LES
CHAUSSETTES OPUS 124
Article
publié dans la Lettre n° 274
LES CHAUSSETTES OPUS 124 de Daniel
Colas. Mise en scène de l’auteur avec Michel Galabru, Gérard Desarthe.
Il fait froid sur la scène du théâtre vide. Brémont, s’est assoupi
en attendant Verdier, auteur et metteur en scène d’un spectacle
de clowns où duo de violon et de violoncelle, poèmes et pantomimes
alternent. Les deux hommes ont une longue carrière derrière eux
mais comme il arrive bien souvent, les propositions sont devenues
de plus en plus rares et la vie s’est écoulée, laissant derrière
elle maints regrets et frustrations. Si Verdier est un homme discret
et réfléchi qui occulte volontiers sa vie privée, Brémont est plus
extraverti, plus frondeur. D’emblée, il fait quelques remarques
et critiques sur le spectacle de Verdier et sur sa mise en scène,
prenant soin de bien lui montrer que sa grande carrière passée mérite
la considération présente. Verdier, ouvert à toutes les suggestions
l’écoute, acceptant certains changements, mais persiste à vouloir
conserver les personnages des clowns (un grand bravo à Brigitte
Faur-Perdigou pour les superbes costumes). Si Brémont se trouve
ridicule habillé de la sorte, Verdier y tient et d’ailleurs, les
costumes sont déjà prêts. Les répétitions s'enchaînent. De par le
caractère opposé des deux hommes, les réflexions fusent puis les
heurts se succèdent jusqu’à l’affrontement. Quelle histoire pour
une chaussette trouée au pied de Verdier mais qui, selon Brémont,
en dit long sur l’homme !
En deux coups de plume Daniel Colas cerne très bien le milieu théâtral
avec le mur d’incompréhension qui divise les différentes corporations
de cette grande famille qui se voudrait solidaire. Ici, les a priori
du travail d’acteur de l’un, et de metteur en scène de l’autre,
sont passés au crible et remarquablement exploités. Mais au-delà
des métiers du théâtre, c’est la vie même de ses artistes qu’il
insuffle à ses deux personnages. S’ils sont metteurs en scène ou
comédiens, Verdier et Brémont sont avant tout deux pauvres hères
malmenés par l’existence. Quittés par leur femme ou jugés responsables
de leur disparition, reniés ou abandonnés par leurs enfants, oubliés
par le monde du théâtre qui les faisait vivre, la pauvreté et la
solitude sont le seul horizon qui leur reste avec la mort au bout.
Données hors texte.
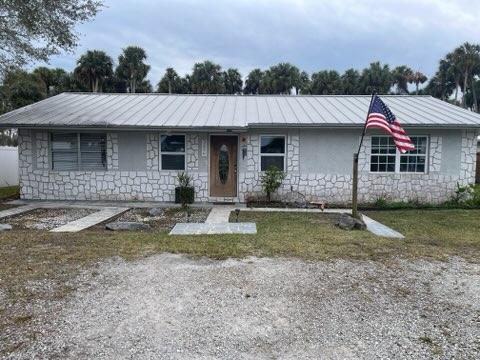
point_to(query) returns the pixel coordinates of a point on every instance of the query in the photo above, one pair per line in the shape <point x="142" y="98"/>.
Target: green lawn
<point x="8" y="192"/>
<point x="28" y="256"/>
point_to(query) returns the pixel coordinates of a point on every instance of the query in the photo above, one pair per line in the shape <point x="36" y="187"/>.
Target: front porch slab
<point x="213" y="228"/>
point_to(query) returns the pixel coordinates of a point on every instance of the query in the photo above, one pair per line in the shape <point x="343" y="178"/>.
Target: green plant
<point x="184" y="193"/>
<point x="184" y="180"/>
<point x="271" y="179"/>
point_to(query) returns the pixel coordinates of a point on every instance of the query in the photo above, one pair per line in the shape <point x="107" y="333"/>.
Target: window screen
<point x="272" y="152"/>
<point x="172" y="152"/>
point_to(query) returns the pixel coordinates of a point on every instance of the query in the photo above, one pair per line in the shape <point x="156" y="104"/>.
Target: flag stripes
<point x="381" y="117"/>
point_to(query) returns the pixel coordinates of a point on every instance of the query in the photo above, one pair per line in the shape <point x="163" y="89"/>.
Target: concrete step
<point x="213" y="228"/>
<point x="17" y="210"/>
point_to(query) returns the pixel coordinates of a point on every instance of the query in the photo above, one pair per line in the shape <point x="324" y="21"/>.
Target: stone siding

En cette période de Noël, où tout un chacun devient plus fragile
face à l’enthousiasme puéril des autres, il leur faudra mettre leurs
humeurs et leur amour propre dans leur poche afin de « s’accorder »
pour ne pas sombrer. « Il faut rester soudés […]. Solidaires. Et
faire front. Et convaincre ».
Daniel Colas met en scène avec une précision d’horloger ce texte
émouvant qu'il a ciselé lui-même, joue subtilement avec les lumières
et insère avec art la musique très adaptée de Emmanuel Herschon.
La sobriété du jeu et la justesse du ton des deux comédiens laissent
éclater l’immense talent qui les unit lorsque les mots les opposent.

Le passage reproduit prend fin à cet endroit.